Cycle World in August 1989 stated that “the K1 possesses a mid-range power punch that seems as strong and smooth as that of a Hurricane 1000.”
BMW’s intention was never about the race track, it was about evolution into a modern engine and to provide a sports bike for the road, so dyno testing and competing with Japanese sportsbikes just wasn’t important.
While it wasn’t a priority for BMW, consumers were obsessed with speed and performance and that’s where the K1 fell short when compared to bikes like the Kawasaki ZX-10.
For the U.S market introduction in 1990 the K1 cost around $13,000 which equates to over $26,000 in today’s terms, so there were few riders that could afford that price tag especially with Japanese alternatives readily available at a fraction of the cost.
The price combined with the uncertainty of the BMW K1’s place in the bike world led to relatively poor sales, despite its acclaim from the motorcycle press.
Less that 7,000 bikes were sold so while the K1 wasn’t a big consumer hit, what it did do was make it known that BMW was here, modern, advanced and ready for a new era of motorcycles.
Buying a BMW K1 Today
Today the biggest issue you will come across when trying to buy a BMW K1 is the rarity of which they come on the market. The upside however, is they are very affordable and will be sure to offer many thousands of riding miles for the investment.
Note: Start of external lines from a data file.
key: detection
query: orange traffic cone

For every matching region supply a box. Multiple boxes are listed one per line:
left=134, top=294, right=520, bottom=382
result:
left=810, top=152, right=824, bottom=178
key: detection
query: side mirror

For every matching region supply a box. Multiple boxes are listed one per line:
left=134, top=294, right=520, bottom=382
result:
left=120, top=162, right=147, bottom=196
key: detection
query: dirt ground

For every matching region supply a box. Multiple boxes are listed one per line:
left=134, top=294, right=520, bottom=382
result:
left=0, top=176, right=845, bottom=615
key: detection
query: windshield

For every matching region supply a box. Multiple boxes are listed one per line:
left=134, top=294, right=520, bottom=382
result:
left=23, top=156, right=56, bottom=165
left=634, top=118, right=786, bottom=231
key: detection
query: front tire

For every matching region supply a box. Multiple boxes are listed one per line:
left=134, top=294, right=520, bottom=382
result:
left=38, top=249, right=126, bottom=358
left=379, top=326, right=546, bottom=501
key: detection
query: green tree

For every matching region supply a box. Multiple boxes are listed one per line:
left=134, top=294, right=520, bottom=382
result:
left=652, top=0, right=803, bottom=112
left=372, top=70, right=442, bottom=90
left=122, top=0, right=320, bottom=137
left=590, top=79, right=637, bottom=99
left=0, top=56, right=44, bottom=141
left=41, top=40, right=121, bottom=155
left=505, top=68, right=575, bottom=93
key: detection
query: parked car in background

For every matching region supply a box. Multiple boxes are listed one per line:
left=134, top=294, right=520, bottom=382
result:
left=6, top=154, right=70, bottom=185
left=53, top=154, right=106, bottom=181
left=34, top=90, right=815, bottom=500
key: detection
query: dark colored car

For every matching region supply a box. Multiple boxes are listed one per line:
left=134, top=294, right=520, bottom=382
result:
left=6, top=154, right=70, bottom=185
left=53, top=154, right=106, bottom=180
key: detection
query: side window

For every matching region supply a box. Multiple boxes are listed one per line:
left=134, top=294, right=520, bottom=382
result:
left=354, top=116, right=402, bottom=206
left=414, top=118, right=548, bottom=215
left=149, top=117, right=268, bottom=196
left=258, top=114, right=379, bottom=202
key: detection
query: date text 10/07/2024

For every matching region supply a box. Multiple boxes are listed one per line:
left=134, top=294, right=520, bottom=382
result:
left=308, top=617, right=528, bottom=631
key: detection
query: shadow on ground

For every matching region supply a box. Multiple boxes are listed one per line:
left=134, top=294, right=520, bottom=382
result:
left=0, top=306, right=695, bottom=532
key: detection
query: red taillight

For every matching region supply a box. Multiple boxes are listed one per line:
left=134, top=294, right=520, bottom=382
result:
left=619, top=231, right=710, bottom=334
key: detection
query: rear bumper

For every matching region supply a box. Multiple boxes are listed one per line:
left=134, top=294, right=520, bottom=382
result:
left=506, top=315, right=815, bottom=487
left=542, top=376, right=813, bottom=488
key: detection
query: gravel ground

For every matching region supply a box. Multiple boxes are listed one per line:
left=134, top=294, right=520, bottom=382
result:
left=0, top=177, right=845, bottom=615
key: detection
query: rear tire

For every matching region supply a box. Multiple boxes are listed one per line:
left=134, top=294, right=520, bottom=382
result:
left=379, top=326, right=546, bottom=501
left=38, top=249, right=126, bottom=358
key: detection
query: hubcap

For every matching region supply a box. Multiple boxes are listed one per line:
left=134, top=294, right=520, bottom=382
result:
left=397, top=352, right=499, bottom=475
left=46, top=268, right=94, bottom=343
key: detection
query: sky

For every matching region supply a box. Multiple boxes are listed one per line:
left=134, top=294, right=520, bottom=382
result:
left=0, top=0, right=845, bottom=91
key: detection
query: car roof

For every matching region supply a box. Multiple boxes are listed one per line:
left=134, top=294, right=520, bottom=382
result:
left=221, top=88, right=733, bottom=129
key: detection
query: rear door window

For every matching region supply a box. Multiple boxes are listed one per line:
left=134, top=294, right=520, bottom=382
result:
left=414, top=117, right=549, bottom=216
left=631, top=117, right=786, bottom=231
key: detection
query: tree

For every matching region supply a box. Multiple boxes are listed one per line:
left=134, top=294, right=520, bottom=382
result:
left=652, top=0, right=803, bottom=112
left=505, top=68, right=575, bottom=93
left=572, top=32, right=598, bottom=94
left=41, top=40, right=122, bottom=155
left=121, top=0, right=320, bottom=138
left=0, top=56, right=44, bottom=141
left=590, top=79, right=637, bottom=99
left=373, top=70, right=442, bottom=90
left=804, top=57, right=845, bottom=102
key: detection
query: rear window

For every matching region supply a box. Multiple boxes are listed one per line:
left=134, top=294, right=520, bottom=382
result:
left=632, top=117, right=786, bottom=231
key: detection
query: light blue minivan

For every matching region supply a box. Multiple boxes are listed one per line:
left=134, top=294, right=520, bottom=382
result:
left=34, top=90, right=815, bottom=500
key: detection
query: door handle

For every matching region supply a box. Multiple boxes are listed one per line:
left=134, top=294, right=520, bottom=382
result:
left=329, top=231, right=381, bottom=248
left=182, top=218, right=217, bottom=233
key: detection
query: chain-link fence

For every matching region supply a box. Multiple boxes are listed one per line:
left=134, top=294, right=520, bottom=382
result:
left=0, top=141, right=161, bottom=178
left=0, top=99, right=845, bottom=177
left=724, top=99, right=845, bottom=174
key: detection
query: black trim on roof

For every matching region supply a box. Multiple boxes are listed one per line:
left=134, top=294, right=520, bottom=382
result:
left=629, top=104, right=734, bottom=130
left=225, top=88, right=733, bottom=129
You can buy a BMW K1 for anything from £3,500 to £9,000 in the U.K. Showroom condition models can be found for sale at higher prices but currently seem a little over priced for the current market value.
Car and Classic has 2 examples for sale priced at £5,250 and £8,950.
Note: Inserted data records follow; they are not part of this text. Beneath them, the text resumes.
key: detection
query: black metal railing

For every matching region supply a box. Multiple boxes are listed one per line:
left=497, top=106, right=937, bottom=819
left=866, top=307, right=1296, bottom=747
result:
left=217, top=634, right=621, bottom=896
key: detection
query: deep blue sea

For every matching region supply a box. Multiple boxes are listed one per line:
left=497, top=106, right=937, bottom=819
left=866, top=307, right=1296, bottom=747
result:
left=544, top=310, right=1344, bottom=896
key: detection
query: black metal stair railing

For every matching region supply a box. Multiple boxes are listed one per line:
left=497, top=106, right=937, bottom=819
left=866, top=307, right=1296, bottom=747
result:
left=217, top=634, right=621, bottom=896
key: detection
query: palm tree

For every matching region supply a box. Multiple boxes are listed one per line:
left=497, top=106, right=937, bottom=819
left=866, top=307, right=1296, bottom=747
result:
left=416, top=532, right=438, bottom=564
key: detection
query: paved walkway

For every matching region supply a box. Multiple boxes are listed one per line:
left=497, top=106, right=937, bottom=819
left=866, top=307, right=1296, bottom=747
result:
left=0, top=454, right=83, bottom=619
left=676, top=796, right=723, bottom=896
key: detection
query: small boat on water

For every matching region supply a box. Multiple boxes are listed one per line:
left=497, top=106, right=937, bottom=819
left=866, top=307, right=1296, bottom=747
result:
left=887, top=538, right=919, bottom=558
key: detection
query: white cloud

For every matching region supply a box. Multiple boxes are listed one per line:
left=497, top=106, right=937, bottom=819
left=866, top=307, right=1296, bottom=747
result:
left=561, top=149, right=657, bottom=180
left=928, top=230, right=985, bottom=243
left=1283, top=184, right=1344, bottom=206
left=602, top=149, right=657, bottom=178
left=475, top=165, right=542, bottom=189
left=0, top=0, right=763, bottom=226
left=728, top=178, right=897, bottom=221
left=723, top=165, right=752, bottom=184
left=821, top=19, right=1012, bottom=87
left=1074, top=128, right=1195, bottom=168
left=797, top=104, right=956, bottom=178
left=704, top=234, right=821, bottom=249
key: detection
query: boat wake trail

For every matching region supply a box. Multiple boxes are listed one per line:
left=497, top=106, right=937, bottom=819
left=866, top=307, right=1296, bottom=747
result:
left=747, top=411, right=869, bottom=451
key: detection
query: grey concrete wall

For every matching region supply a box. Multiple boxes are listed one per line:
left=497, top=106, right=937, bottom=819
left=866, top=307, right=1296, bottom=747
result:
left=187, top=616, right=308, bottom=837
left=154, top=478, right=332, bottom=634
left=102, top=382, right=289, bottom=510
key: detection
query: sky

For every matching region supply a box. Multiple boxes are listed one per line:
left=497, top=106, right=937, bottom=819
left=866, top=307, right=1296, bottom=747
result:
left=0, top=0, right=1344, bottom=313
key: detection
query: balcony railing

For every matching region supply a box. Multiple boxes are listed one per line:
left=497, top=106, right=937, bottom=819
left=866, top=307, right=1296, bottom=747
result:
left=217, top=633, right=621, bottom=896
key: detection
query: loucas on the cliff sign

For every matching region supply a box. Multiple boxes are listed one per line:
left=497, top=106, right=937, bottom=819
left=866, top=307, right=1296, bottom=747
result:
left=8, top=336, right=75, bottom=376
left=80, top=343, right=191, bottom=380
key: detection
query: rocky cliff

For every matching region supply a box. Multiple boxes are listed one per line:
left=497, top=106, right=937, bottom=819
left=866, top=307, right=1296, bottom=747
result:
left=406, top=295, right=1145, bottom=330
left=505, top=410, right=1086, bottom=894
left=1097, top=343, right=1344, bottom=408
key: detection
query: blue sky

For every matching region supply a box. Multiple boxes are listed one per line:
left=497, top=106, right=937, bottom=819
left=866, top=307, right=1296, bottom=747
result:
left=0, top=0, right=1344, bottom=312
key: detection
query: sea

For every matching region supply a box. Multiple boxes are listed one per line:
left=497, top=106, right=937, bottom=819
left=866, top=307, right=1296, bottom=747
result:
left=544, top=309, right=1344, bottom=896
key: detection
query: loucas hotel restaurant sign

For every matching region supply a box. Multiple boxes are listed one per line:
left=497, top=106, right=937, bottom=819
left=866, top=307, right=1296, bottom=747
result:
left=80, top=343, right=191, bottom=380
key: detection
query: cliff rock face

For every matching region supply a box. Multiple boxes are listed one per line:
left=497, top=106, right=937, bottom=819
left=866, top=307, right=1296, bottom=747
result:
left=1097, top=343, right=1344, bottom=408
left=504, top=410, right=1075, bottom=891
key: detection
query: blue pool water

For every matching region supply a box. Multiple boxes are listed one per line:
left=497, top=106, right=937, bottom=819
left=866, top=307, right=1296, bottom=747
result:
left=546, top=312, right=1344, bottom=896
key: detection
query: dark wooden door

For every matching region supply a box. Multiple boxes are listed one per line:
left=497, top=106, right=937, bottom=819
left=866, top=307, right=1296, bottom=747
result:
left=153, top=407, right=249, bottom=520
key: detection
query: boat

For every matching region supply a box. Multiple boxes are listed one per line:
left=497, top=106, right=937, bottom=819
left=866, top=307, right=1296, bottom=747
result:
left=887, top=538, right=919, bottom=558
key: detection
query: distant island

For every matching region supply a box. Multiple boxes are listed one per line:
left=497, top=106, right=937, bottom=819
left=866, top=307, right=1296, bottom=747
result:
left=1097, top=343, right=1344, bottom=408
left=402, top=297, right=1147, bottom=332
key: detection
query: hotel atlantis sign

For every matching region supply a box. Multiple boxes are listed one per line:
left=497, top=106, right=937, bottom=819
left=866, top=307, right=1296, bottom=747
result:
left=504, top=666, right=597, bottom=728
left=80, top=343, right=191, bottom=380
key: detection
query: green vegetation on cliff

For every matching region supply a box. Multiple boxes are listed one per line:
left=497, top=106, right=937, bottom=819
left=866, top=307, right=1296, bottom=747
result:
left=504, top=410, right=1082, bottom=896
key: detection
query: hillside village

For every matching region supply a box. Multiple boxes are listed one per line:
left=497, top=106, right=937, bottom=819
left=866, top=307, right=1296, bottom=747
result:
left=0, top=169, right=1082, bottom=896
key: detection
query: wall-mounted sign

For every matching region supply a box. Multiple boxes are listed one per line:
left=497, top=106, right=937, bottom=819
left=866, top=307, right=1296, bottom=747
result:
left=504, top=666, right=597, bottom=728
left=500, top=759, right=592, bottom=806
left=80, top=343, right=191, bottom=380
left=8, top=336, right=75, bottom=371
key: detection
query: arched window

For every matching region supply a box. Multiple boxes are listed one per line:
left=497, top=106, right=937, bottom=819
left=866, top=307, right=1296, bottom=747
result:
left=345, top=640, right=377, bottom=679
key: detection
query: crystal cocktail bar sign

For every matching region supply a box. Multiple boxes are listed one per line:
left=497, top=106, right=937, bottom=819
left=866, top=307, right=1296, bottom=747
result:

In the U.S you can expect to pay between $7,000 and $15,000 for a K1 and Cycle Trader has several options advertised at the moment.
Restoring a BMW K1
There are parts available for the BMW K1 but the market is not flooded with them, so you may have to search a while and bide your time to find what you need. Also remember the K1 is a BMW and as always there is BMW premium attached.
Some examples off eBay Us are as follows:
- $384.69 Cockpit Instruments
- $1,200 Soft Luggage and Rain Cover (Okay so that’s a bit eye watering, scrap that and buy a set from Kriega for a fraction of the price)
- $439.27 Transmission
- $549.09 ABS Pumps
- $129.95 Rear Wheel
Is a BMW K1 a Good Investment?
The BMW K1 modernized BMW and was the sports tourer before people knew what a sports tourer was. It is a future classic and worthy of the ‘classic’ title.
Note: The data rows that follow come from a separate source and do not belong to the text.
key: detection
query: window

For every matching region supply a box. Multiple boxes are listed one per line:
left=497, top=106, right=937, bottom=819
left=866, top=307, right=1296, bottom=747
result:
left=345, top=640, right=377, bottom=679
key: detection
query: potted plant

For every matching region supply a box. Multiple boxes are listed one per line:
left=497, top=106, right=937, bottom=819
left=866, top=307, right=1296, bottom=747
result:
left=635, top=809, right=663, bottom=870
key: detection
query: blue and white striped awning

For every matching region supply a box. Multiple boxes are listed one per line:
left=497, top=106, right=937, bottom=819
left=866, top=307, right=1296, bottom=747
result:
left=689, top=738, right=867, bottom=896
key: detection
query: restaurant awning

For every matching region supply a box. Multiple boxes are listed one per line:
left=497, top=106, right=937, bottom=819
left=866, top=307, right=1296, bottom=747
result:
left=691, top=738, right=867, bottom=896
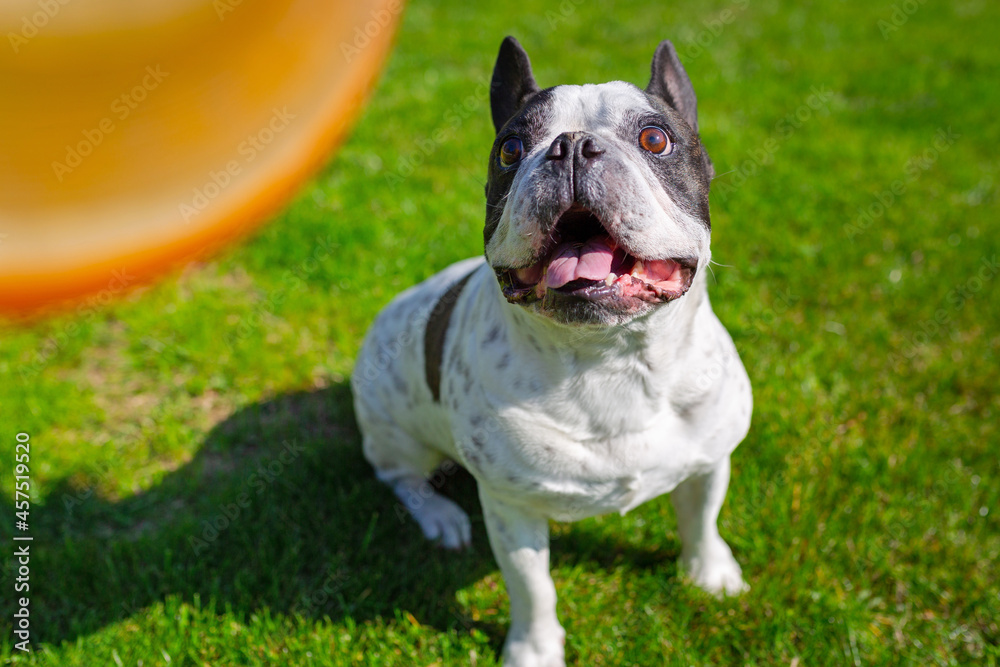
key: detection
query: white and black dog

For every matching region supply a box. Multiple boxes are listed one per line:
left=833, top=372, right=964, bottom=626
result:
left=352, top=37, right=752, bottom=667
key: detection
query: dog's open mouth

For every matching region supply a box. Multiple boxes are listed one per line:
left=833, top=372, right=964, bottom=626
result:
left=497, top=204, right=697, bottom=303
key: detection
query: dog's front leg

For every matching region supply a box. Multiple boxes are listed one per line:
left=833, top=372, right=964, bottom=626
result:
left=670, top=456, right=749, bottom=595
left=479, top=489, right=566, bottom=667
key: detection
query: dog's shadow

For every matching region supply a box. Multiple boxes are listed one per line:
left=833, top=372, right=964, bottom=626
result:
left=0, top=383, right=676, bottom=649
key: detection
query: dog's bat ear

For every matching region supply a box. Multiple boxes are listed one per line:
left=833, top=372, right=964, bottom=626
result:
left=646, top=39, right=698, bottom=132
left=490, top=36, right=538, bottom=134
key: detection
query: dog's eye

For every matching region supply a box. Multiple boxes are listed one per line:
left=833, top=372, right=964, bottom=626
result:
left=639, top=125, right=673, bottom=154
left=500, top=137, right=524, bottom=167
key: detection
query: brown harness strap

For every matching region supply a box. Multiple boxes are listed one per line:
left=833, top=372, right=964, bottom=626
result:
left=424, top=272, right=474, bottom=402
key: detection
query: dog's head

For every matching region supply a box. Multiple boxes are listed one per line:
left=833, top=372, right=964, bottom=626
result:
left=484, top=37, right=713, bottom=325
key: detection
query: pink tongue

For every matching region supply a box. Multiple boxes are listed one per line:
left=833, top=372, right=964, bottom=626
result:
left=545, top=236, right=614, bottom=287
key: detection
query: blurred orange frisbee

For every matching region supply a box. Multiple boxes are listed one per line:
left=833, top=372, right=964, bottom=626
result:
left=0, top=0, right=403, bottom=316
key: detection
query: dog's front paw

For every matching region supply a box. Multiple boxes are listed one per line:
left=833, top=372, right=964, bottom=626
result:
left=410, top=493, right=472, bottom=550
left=680, top=540, right=750, bottom=597
left=503, top=628, right=566, bottom=667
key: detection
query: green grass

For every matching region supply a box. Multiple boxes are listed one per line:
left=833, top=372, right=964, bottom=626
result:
left=0, top=0, right=1000, bottom=667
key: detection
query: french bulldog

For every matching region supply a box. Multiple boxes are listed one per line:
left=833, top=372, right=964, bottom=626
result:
left=352, top=37, right=752, bottom=667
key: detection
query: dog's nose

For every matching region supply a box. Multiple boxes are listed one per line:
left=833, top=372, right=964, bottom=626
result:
left=579, top=134, right=604, bottom=160
left=545, top=132, right=604, bottom=162
left=545, top=132, right=576, bottom=160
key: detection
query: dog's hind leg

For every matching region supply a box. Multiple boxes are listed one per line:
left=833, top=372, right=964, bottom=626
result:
left=670, top=456, right=749, bottom=595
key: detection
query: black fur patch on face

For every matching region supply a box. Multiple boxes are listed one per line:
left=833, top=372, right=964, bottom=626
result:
left=632, top=92, right=712, bottom=229
left=483, top=88, right=552, bottom=245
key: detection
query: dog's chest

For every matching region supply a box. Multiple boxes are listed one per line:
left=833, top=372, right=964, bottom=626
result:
left=453, top=355, right=723, bottom=521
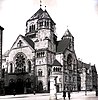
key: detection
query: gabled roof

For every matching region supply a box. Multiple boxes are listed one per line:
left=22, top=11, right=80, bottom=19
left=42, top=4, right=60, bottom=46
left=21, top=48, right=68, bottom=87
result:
left=52, top=59, right=62, bottom=66
left=57, top=38, right=70, bottom=53
left=21, top=35, right=34, bottom=49
left=28, top=8, right=43, bottom=21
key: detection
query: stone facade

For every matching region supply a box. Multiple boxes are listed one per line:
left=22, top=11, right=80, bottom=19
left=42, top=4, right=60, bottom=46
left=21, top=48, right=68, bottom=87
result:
left=2, top=5, right=96, bottom=94
left=78, top=60, right=97, bottom=90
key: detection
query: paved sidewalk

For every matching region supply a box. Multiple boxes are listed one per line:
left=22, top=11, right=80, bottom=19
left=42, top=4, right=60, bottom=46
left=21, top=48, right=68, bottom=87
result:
left=0, top=91, right=98, bottom=100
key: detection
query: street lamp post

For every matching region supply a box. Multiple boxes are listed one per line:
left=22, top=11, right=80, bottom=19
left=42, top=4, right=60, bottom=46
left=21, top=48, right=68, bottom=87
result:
left=85, top=69, right=87, bottom=95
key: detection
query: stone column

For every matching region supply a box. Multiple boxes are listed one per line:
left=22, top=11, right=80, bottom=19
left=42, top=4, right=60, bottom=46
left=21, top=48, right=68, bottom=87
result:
left=49, top=76, right=57, bottom=100
left=0, top=26, right=4, bottom=79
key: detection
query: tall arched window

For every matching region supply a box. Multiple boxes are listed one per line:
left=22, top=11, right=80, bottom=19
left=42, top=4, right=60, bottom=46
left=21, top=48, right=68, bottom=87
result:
left=28, top=61, right=31, bottom=73
left=15, top=53, right=25, bottom=73
left=10, top=63, right=13, bottom=73
left=38, top=69, right=42, bottom=76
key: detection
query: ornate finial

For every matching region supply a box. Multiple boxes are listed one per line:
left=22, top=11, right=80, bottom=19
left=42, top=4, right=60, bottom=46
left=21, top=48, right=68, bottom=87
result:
left=40, top=0, right=42, bottom=8
left=45, top=6, right=46, bottom=10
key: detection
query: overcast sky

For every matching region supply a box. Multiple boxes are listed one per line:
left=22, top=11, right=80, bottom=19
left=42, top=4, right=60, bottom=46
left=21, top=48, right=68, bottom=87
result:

I think value will likely increase as more time passes but the BMW K1 will never be the motorcycle that makes a fortune on your investment as even to this day it is still misunderstood by many riders.
However, if you want a motorcycle that will crunch the miles, be reliable, that has ABS and other ‘modern’ features without the excessive electronics that are found on new bikes, the BMW K1 might just be for you. It will provide many happy miles and is sure to gain a lot of attention along the way.
If you have read my other articles you will know that the classic bikes that are the most quirky are my favourite and the BMW K1 definitely falls into that category. It’s got a kind of 90’s Power Ranger vibe that I’m into.
BMW these days are mostly associated with the touring GS series and while they are great for what they are built to do, (let’s not discuss the GS owners who have next to nothing miles on the things, but have all the gear) they are not as exciting as the K1 with its fiery livery and monster design, with the tech to match.
So, I lay down another gauntlet and challenge BMW to push the design team once more, and create something equally innovative for today’s market, we know you have it in you.